WoW Archive

awakening

Spring is teasing at the edges of my cozy winter world. If I’m honest, I’m not sure I’m ready to see it come. True, there has been a lift to my spirits as I witness the watery edge of blue peeking shyly out beneath the dark skirts of the morning sky earlier each day. I know better than to expect the season’s full advent here in the dark wilds of February. Yet the pale sunshine and mild winds that accompanied my walk yesterday afternoon were decidedly springlike, and not at all unwelcome.

Normally, I would be kneeling for a closer look at the signs of new life stirring just beneath the soil. Instead, I find myself cringing inwardly, clinging to the supposed safety of dark, hidden places. 

I came into this new year on a run, determined to leave brokenness behind me. Full of goals and plans, I adopted new habits and priorities at every turn. Certainly a deliberate choice of hopeful outlook would guard me against a further slump into discouragement. I was determined to embrace 2020 — not to mention my 40th birthday — with everything I had.

Then with all the cruelty of a hard frost, death and sickness swept in, laying their chilling fingers across loved ones on every side. All around me crouched loss, hardship, devastation. Suddenly my bright ambitions collapsed. Fears swept in on a cold wind, sapping my energy and stripping fragile hopes from their stems. Would I, too, lose someone close to me? Would aimless days spent empty and alone be the husk I left behind when eternity knocked at my own door?

There seems to be something in me that clings to weakness, darkness, hiddenness; it almost prefers suffering and finds an odd comfort in brokenness. Rather like a seed that feels safer underground — sheltered, obscure — yearning for the light while fearing the struggle to emerge. Above the soil lurk startling brightness, exposure, adverse winds blustering without remorse. Birth seems fraught with harsh realities. A new life thrust upon the world has no defenses against the glaring onslaught of sensations beyond.

In the dark of night, anxiety paints this picture in glaring colors: life is violent, cruel, unforgiving. It lures my shrinking soul to find its home in lonely places, threatening disaster if I should step beyond its suffocating grasp.

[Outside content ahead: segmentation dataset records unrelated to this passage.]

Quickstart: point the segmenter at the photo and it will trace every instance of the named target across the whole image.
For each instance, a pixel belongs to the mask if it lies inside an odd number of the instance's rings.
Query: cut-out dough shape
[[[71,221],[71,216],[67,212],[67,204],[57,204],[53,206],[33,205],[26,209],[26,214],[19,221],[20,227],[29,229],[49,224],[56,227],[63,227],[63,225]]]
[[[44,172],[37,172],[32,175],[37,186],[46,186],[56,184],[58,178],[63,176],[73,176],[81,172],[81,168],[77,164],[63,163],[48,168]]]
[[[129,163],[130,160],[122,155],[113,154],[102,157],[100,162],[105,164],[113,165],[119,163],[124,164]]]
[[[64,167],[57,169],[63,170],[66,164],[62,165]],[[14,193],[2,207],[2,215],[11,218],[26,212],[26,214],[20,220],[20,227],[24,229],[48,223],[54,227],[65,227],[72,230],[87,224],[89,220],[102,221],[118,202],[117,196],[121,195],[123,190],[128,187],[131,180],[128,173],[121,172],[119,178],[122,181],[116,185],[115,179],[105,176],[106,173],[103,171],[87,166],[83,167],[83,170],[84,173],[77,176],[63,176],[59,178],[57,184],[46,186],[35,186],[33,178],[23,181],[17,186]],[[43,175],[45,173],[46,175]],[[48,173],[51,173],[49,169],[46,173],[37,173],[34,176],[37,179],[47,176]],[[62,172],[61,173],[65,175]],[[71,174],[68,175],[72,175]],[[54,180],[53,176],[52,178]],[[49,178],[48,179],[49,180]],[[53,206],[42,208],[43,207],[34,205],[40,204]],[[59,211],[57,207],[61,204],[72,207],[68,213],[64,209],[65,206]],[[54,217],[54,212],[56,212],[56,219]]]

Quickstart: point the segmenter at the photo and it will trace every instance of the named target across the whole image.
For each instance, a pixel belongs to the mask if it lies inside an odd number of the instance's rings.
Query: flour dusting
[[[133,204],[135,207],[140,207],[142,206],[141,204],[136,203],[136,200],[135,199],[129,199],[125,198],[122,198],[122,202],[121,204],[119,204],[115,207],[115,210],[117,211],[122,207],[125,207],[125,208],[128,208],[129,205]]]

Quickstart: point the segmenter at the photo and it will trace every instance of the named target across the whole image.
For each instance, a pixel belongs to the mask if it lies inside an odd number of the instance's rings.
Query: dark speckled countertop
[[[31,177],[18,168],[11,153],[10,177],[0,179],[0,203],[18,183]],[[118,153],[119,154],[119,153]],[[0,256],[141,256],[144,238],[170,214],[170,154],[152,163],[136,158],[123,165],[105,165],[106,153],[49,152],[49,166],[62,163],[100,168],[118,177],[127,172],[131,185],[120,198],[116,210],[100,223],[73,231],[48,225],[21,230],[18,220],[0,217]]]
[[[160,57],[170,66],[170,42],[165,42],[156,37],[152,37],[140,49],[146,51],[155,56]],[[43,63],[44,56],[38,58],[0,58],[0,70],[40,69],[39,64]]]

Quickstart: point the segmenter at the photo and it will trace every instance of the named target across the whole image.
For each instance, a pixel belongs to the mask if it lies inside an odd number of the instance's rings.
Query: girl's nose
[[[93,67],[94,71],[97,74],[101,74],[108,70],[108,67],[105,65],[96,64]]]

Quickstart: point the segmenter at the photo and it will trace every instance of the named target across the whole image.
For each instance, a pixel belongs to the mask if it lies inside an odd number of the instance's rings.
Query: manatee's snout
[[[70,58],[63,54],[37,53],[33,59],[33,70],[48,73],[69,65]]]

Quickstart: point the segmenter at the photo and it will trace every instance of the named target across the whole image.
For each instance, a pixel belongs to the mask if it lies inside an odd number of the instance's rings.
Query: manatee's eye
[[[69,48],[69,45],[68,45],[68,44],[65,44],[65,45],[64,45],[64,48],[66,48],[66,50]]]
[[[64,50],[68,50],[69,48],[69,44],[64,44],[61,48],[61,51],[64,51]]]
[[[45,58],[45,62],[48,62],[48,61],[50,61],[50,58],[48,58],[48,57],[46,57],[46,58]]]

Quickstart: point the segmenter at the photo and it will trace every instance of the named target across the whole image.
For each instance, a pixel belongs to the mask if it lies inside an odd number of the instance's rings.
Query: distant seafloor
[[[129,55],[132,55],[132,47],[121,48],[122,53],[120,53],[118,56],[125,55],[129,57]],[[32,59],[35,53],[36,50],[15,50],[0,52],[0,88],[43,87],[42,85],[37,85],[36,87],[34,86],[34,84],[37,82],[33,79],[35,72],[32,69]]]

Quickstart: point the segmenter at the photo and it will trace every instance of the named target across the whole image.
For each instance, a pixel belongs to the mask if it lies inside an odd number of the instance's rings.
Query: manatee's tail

As long as I confess myself to be broken, weak, and wounded, I have a ready excuse to hide. I’m in recovery, after all, still grieving, and I freely accept grace as my covering. The kernel of truth is this: there is a good and proper season for hearts to lay buried as seeds, and no one has the right to force them out prematurely.

Yet there does come a season when even the most shattered hearts begin to heal, when the bandages are removed, exposing tender places to light and air again …

I ask myself, here in this creative space … Why do I want this: this writing life? I struggle with fears of exposure, of being fully known and surely rejected, while at the same time, I yearn to be seen, understood, appreciated. I have this insatiable need to be alone — to reflect, to contemplate, to drink in the quietness of a soul at rest — while also aching for connection, for intimacy, for union of spirit, soul, body. I feel things deeply, passionately, feverishly, yet I seek to numb the potency of these feelings with shallow routine and busyness, or escape into parallel worlds of story and entertainment that mimic depth while minimizing risk.

I am tiptoeing around the edges of my life rather than leaning in, afraid to submerge myself and experience the full weight of both glory and pain. More than ever now, I know the fragile state of my heart, how easily it can be crushed. Do I dare risk living again, that deeply? Or should I hang back, placating myself with the comforting lie of safety in the shallows?

Is there ever a case in which life is not a struggle? What courage it takes, just to be born! To press my head beyond the warm comfort of the familiar and into the shocking newness of the unknown … this is pain, and aching, and trembling risk.

Tentative breaths, tottering steps — something in my soul has collapsed, just when I was ready to fly. I can’t promise to emerge again with the same level of confidence I had only a few weeks ago. It may have been little more than bravado without a stable root. But there is light up ahead, beckoning me to keep climbing, however hesitant my stride.

Friend, have you been here, too? Knocked nearly breathless by the impersonal cruelty of this broken life? I am realizing all over again that my enemy is not gentle, patient, or forgiving. He doesn’t wait until I am standing strong before attacking; he takes my quivering knees out from under me before I ever regain my balance. Still, the word of my Beloved promises the righteous fall seven times yet get back up. My own filthy rags are as far from righteousness as darkness is from light. So I look to His pure, sweet righteousness to surround me like a cloak, upholding my delicate heart and granting me the courage to rise again.

Only the Lord knows the perfect timing to awaken His Beloved with the kiss of new life. In the stillness of my spirit, I believe I hear Him calling me now to come forth …

I am a Spirit-born disciple of Jesus, a lover of words, and a dreamer of dreams. My heart's desire is to cultivate community among fellow Kingdom-seekers, where we can thrive in beauty, truth, and fullness of LIFE! Thank you for joining me on the journey. 💙

One Comment

  • Celia Sennon

    I appreciate your sharing and your willingness to demonstrate being vulnerable and overcoming through Jesus Christ. Thank you.